I think the best thing we can do here, except record any future version of LXC's output, is to include a hint as part of the log? Say appending something like:

EOF on stream; last 300 bytes received: u''

Note: many versions of LXC do not report program execution failure. Please check
/foo/bar/baz to log if the above message was not helpful.

[candlerb]

How about:

1. adding the exit code (or only if it's non zero)
2. in addition, if the stream is empty (u'') and the exit code is 255 or 127, then also add the more verbose description

The internally logged message child process exit status was 65280 suggests that there is an endianness problem (65280 = 0xff00). So maybe this can be fixed and then the exit code brought forward to display.

EOF on stream; last 300 bytes received: u''; exit code 255.  Note: ... etc

[dw]

Your suggestion was blindingly obvious :) Glad I asked!

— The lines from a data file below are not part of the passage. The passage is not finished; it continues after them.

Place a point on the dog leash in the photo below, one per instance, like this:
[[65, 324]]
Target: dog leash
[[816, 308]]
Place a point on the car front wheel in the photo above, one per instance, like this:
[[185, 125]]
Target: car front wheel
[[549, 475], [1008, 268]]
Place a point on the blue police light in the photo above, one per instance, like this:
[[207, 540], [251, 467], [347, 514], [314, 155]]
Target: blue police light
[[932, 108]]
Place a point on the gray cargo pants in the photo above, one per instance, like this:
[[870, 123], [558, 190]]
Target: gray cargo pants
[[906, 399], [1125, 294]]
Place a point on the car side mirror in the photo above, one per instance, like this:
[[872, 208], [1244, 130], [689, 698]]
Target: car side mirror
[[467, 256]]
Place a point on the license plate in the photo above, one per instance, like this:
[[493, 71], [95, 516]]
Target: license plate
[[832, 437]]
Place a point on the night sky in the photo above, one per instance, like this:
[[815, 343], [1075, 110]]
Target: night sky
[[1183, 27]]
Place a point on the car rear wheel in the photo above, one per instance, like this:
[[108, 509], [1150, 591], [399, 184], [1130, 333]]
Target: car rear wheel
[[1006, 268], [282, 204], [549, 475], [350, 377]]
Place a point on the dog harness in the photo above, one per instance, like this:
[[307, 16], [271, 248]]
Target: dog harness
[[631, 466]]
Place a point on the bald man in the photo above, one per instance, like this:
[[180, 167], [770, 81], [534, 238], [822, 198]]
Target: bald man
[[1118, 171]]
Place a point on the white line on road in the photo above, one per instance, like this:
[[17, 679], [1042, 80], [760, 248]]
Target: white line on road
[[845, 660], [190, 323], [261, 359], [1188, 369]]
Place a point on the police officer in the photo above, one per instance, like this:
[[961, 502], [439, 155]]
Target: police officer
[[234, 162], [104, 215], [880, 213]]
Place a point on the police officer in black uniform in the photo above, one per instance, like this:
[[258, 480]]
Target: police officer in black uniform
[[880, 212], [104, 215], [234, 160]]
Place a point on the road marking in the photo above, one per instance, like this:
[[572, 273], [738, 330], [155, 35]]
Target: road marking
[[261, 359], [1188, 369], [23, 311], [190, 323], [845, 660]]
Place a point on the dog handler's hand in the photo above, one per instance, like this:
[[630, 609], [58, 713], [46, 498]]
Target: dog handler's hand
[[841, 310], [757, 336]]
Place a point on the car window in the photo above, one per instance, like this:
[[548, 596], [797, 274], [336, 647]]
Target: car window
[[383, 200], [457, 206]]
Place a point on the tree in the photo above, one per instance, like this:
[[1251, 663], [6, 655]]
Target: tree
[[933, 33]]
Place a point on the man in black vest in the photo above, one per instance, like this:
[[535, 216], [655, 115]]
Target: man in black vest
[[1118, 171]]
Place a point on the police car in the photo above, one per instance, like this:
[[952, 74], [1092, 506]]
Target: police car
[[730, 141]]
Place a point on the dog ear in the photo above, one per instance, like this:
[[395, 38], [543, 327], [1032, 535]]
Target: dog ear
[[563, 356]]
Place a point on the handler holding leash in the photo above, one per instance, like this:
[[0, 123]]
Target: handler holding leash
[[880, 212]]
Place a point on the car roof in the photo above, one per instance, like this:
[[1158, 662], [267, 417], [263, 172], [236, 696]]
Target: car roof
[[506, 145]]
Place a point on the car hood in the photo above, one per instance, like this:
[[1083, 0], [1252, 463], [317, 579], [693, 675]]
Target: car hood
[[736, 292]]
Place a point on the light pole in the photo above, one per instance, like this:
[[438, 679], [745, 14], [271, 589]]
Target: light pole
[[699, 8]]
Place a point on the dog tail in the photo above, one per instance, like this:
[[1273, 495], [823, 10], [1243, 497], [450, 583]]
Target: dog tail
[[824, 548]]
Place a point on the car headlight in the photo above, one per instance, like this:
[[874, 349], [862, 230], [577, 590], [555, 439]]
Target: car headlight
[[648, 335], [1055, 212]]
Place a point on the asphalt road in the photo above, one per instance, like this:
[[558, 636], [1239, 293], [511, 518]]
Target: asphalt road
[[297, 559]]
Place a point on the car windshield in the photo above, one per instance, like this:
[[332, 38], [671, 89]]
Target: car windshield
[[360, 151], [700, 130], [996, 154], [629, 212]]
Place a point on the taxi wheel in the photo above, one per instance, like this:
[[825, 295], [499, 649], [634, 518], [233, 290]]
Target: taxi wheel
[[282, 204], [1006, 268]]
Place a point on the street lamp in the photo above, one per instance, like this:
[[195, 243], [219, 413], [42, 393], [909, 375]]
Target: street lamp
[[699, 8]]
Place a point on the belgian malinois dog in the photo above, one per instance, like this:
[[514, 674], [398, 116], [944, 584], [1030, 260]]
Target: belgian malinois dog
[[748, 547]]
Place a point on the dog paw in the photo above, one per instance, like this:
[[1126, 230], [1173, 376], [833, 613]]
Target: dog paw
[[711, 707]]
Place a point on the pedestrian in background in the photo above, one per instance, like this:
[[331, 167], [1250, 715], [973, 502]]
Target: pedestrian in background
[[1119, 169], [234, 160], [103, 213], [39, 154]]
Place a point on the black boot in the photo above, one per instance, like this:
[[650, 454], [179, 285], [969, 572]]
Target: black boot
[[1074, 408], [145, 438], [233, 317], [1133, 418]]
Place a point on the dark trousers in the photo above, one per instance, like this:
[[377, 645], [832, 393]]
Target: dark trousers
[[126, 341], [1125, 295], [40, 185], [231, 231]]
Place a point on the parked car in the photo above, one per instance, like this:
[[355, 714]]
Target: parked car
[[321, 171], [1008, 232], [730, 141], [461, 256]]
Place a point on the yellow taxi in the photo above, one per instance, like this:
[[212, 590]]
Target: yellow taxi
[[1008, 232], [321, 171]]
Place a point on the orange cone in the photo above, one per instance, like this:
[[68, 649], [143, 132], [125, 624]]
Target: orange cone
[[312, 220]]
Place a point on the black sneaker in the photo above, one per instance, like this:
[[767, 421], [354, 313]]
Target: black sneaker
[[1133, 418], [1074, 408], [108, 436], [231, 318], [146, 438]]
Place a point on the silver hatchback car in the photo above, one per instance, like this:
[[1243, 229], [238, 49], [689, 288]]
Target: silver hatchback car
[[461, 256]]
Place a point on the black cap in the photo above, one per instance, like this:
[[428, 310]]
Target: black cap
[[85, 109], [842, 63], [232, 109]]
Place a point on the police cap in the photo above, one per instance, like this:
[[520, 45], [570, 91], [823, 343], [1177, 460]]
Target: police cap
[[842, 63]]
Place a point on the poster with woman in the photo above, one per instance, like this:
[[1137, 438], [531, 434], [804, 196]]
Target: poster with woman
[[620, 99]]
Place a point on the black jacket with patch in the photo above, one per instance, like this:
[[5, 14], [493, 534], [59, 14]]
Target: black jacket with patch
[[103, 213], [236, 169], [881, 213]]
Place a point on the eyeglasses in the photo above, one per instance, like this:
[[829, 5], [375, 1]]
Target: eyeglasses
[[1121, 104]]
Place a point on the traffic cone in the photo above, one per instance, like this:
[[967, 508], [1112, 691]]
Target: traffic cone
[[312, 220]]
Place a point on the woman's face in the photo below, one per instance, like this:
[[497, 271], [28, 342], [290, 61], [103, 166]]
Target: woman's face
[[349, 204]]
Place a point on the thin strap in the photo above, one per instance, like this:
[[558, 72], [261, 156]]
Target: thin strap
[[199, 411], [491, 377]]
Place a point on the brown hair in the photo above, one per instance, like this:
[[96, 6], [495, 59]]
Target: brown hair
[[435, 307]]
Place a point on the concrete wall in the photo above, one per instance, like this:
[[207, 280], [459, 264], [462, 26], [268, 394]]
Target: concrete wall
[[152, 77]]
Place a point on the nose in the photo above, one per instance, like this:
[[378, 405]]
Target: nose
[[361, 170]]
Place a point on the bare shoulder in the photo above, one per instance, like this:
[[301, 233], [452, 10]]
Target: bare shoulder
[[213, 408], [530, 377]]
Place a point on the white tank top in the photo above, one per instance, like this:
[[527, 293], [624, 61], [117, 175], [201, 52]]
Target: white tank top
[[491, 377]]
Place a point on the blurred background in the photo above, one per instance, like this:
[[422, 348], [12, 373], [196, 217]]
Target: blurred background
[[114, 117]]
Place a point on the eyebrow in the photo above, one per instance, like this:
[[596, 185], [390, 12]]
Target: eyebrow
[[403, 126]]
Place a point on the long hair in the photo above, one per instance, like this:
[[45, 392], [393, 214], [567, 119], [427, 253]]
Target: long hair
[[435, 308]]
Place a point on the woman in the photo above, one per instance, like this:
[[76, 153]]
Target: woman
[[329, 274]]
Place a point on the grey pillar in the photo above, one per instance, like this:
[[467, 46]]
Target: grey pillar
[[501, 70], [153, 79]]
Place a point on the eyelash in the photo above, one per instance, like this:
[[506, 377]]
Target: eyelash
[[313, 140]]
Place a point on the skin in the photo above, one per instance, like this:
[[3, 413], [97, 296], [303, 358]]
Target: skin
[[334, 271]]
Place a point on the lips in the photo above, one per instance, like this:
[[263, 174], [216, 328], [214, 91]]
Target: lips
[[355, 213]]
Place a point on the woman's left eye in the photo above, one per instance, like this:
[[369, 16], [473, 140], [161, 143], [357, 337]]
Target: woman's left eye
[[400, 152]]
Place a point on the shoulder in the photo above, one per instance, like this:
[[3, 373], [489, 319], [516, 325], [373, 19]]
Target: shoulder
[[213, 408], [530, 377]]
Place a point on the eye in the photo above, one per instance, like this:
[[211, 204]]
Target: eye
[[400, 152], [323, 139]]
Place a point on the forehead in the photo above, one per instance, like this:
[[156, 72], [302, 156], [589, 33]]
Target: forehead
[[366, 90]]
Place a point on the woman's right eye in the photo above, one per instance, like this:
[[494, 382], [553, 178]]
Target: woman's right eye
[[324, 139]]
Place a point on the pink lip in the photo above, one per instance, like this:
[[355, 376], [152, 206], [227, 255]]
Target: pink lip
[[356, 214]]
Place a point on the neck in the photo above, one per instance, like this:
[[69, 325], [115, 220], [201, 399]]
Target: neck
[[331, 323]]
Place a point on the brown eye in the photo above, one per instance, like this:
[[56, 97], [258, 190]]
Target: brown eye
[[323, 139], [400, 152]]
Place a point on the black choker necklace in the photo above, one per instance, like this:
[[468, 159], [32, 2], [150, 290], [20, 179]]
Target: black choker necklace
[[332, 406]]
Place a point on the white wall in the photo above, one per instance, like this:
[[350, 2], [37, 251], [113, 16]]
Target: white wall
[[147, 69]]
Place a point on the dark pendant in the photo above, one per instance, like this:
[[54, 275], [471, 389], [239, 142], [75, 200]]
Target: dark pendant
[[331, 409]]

The endianness issue was actually because it was logging the full wait status, I've replaced that with a neat string. All that code should eventually revert to using the subprocess package, but it's a relatively disruptive change so it's been perpetually delayed.

[dw]

I punted on including the exit status, it requires too much refactoring for now. In future we will be pulling all the process management code out into a new class of its own, so error reporting should improve by then Thanks for reporting!